Sunday, April 4, 2010

Potential for Green Blobs on Doppler

What a weekend. What a spring! It is still spring, right? Lately I have to consult the calendar or my digital day-planner to remind myself what month it is. Calendar is whispering early April - while the atmosphere is SHOUTING late May! Considering we could all be ankle-deep in slush, muttering about wind chill, or engulfed in swirling flood-waters - or dodging beach ball-size hail and raging tornadoes - I take nothing for granted. We experienced a pretty amazing Easter Sunday, all things considered, 66 degrees in the shade by mid afternoon, 16 degrees above average for April 4. To put this into perspective, the average high for April 4 is 50 degrees. In reality 50 was our observed LOW TEMPERATURE. I am at a rare and welcome loss for words. Won't last.

We're not the only ones scratching our heads, wondering what's up. Canada experienced a record-setting lack of snow and severe cold in March. Ottawa: no snow in March, the first time that's happened since records were first kept in 1845. Same story down the road in Toronto: no snow in March.
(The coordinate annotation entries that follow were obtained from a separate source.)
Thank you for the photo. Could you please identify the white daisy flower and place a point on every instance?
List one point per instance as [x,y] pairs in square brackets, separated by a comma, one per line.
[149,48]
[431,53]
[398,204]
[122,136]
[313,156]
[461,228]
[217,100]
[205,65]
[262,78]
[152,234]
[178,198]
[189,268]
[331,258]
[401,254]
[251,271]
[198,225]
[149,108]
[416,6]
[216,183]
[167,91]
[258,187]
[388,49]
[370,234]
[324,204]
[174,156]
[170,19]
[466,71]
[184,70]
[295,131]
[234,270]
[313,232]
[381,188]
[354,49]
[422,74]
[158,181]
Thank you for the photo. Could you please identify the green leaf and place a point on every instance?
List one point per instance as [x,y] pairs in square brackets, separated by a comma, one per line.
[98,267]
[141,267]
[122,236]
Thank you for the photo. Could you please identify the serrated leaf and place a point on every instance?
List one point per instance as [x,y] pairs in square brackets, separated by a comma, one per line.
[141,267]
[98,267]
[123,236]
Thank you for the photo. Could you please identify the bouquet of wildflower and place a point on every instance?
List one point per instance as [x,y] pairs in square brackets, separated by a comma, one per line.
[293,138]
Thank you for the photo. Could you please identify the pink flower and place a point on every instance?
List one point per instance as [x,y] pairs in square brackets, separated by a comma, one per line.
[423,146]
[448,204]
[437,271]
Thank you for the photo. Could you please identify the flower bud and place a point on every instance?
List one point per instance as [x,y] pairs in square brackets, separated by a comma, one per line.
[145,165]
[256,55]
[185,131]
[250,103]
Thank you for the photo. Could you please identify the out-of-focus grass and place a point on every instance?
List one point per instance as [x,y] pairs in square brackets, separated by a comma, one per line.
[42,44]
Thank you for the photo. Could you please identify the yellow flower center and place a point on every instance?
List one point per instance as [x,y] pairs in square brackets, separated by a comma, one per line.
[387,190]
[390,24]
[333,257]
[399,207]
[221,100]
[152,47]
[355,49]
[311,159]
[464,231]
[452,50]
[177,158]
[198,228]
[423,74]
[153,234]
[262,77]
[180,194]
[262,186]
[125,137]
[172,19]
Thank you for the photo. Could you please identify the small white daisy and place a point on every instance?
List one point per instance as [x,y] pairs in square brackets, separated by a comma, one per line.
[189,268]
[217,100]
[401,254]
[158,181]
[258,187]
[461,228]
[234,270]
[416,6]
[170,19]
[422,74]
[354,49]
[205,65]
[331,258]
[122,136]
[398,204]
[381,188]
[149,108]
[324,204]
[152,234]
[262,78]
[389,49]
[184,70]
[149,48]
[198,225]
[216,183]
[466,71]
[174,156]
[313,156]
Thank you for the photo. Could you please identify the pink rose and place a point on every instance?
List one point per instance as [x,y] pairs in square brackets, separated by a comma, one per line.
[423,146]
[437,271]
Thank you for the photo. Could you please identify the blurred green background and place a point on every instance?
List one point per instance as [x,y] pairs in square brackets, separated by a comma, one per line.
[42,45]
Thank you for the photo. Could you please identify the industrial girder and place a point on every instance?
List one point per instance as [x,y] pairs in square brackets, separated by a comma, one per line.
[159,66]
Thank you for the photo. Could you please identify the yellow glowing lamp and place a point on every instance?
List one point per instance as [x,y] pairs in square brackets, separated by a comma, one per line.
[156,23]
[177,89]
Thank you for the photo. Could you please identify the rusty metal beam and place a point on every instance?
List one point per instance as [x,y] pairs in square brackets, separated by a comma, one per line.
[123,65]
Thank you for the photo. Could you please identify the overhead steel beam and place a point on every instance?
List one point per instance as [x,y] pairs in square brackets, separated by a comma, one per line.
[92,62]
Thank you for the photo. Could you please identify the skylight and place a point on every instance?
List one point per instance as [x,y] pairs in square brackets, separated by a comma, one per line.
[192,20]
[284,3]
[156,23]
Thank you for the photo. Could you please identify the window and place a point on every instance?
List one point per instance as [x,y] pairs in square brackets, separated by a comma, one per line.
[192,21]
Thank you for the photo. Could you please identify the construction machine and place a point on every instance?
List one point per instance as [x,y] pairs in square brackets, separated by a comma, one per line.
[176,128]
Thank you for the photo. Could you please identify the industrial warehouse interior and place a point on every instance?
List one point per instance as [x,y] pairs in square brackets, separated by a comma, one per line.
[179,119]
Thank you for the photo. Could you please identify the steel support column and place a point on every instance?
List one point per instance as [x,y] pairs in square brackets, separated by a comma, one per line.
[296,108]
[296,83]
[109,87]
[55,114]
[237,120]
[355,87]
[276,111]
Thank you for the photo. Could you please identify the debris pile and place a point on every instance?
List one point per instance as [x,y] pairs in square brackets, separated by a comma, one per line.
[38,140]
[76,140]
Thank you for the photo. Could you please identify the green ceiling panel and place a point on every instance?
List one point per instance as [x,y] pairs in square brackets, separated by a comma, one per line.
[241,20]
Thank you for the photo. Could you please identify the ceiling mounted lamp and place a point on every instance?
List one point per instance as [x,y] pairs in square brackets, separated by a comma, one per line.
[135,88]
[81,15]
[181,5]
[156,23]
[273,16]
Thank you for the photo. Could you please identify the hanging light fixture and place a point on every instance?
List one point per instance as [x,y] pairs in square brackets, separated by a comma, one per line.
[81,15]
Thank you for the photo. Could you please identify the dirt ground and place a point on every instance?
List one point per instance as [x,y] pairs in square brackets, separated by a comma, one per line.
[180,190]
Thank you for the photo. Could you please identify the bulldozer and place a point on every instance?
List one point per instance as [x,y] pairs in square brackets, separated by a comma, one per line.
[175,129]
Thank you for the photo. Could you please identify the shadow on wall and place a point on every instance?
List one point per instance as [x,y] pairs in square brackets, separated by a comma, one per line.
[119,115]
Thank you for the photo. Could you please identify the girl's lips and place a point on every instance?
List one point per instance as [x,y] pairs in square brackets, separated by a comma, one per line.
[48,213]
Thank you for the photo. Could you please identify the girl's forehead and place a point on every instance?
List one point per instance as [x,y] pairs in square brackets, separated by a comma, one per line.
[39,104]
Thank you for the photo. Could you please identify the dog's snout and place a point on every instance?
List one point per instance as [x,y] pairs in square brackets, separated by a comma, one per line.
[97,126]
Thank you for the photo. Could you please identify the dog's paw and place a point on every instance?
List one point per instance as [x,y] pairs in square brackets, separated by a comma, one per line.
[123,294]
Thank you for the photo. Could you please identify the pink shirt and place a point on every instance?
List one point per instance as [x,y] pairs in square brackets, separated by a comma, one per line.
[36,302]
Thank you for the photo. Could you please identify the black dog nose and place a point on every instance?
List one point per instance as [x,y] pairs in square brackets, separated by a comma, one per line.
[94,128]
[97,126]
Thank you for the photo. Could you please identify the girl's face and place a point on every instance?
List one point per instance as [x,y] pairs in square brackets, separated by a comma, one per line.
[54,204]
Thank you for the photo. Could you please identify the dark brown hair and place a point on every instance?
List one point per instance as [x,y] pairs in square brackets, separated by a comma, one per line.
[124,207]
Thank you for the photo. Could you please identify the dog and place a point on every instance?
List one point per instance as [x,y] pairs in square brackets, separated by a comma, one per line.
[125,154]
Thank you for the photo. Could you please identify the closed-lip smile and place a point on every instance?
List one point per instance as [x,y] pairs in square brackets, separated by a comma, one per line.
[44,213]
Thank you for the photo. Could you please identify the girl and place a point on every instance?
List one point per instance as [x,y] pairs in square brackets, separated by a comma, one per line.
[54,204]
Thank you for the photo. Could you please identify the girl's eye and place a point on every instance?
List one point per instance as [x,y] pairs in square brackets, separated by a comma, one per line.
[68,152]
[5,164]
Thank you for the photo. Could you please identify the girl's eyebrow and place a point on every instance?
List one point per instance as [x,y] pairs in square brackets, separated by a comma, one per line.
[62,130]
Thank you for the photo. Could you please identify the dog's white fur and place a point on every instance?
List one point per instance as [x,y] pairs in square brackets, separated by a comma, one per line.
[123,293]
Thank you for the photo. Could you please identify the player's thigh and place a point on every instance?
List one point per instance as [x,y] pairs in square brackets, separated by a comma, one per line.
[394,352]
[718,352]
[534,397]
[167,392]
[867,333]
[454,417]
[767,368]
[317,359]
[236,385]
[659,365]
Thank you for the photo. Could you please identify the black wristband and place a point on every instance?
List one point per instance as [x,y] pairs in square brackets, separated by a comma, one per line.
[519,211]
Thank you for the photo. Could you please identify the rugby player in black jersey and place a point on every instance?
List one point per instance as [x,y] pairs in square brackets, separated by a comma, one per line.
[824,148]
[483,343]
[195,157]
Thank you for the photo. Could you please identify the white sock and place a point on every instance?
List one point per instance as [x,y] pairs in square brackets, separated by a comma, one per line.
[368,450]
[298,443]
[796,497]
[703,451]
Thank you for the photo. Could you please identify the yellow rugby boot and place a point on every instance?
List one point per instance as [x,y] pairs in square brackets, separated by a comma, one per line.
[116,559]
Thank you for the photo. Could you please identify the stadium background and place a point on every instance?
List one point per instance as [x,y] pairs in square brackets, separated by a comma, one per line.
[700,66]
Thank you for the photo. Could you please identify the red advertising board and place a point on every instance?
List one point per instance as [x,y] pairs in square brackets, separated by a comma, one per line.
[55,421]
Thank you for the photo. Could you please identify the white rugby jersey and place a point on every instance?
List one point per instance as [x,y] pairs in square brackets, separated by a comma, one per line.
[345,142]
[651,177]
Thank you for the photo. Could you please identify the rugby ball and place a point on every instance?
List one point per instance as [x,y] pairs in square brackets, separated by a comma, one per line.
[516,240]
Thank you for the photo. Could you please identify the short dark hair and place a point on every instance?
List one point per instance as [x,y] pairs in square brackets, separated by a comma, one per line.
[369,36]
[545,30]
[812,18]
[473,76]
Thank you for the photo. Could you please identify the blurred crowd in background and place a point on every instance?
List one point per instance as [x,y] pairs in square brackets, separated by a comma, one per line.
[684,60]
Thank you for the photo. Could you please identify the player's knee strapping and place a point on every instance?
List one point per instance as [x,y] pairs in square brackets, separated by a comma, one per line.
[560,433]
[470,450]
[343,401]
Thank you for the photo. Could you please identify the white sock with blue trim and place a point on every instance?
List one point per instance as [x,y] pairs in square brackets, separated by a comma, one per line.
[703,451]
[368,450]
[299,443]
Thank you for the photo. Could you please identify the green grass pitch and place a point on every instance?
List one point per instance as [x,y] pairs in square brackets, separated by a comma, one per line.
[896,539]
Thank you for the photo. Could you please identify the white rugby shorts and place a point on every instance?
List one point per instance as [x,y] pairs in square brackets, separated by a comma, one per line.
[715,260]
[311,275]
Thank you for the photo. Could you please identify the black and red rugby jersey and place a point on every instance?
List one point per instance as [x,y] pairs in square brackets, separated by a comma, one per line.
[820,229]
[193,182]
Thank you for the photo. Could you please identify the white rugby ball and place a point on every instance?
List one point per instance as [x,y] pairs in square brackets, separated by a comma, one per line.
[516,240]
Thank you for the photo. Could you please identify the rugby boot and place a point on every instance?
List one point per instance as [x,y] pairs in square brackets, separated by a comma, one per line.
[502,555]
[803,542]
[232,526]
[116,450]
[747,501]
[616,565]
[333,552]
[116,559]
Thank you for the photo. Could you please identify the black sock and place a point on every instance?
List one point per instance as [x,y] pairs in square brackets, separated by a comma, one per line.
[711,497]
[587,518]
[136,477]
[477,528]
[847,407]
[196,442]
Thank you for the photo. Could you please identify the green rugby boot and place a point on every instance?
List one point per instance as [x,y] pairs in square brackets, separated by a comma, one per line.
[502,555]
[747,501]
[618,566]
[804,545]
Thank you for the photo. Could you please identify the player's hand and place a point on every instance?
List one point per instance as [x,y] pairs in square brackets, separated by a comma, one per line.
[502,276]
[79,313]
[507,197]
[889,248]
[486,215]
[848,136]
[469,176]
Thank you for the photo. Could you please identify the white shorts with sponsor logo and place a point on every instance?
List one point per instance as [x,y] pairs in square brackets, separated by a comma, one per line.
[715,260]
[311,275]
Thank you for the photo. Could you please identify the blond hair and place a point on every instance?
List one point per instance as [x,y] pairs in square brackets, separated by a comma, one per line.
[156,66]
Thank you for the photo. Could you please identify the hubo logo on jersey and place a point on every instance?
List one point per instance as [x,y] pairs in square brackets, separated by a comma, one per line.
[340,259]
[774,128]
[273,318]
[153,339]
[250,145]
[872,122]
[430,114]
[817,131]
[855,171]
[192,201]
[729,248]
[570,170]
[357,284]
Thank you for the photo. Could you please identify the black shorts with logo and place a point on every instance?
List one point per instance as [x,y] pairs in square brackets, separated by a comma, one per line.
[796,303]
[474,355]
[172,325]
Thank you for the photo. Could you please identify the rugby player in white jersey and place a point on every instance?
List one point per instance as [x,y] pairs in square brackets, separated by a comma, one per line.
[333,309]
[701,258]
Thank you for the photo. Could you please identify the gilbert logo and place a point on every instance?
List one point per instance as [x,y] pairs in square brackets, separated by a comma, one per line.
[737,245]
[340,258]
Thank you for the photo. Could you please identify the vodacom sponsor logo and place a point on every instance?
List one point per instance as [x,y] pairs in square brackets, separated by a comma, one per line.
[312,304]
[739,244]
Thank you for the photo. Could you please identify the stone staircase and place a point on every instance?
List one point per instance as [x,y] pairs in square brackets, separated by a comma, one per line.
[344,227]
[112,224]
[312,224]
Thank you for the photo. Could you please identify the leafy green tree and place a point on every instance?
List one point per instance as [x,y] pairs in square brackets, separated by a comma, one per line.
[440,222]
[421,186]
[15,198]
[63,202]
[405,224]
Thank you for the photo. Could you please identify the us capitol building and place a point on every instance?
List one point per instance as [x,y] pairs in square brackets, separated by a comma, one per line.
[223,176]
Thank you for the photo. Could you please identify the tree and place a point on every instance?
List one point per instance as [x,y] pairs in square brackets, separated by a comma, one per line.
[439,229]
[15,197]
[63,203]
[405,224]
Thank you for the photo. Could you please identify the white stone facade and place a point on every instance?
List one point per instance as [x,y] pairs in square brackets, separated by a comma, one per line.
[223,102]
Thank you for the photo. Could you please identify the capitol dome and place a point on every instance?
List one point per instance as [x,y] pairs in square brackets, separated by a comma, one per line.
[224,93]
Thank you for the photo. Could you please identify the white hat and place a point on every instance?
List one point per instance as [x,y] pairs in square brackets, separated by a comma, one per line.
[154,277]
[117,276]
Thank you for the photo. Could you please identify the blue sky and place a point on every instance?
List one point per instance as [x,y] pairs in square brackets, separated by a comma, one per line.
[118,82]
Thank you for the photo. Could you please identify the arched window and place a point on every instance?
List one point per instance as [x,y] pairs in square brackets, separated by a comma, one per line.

The average March snowfall in Toronto is 9", 16" in Ottawa. Local meteorologists are blaming/thanking El Nino for keeping the storm track anchored well south, whisking powerful Pacific storms across the southern U.S. and then right up the east coast. While the northern metro of the Twin Cities experiences a (growing) moderate drought, New England is still mopping up from a 1 in 100 year flood. They're calling it a 1 in 500 year flood in the Providence, Rhode Island area, where 10" of rain fell over 3 days. That's 3 MONTH'S worth of rain in less than 72 hours. Remarkable.

Going...Going...Almost Gone. Check out the latest U.S. snow cover map. Not much left, except for a little slush in northern New England, a few piles of dirty snow along the North Shore of Lake Superior, and GREAT snow conditions across the Rockies, where snow melt has been delayed due to a series of reinforcing cold fronts. The higher terrain outside Salt Lake City - Park City area, may see another 6-10" of snow by Tuesday. The skiers are stoked! The locals probably have other ideas...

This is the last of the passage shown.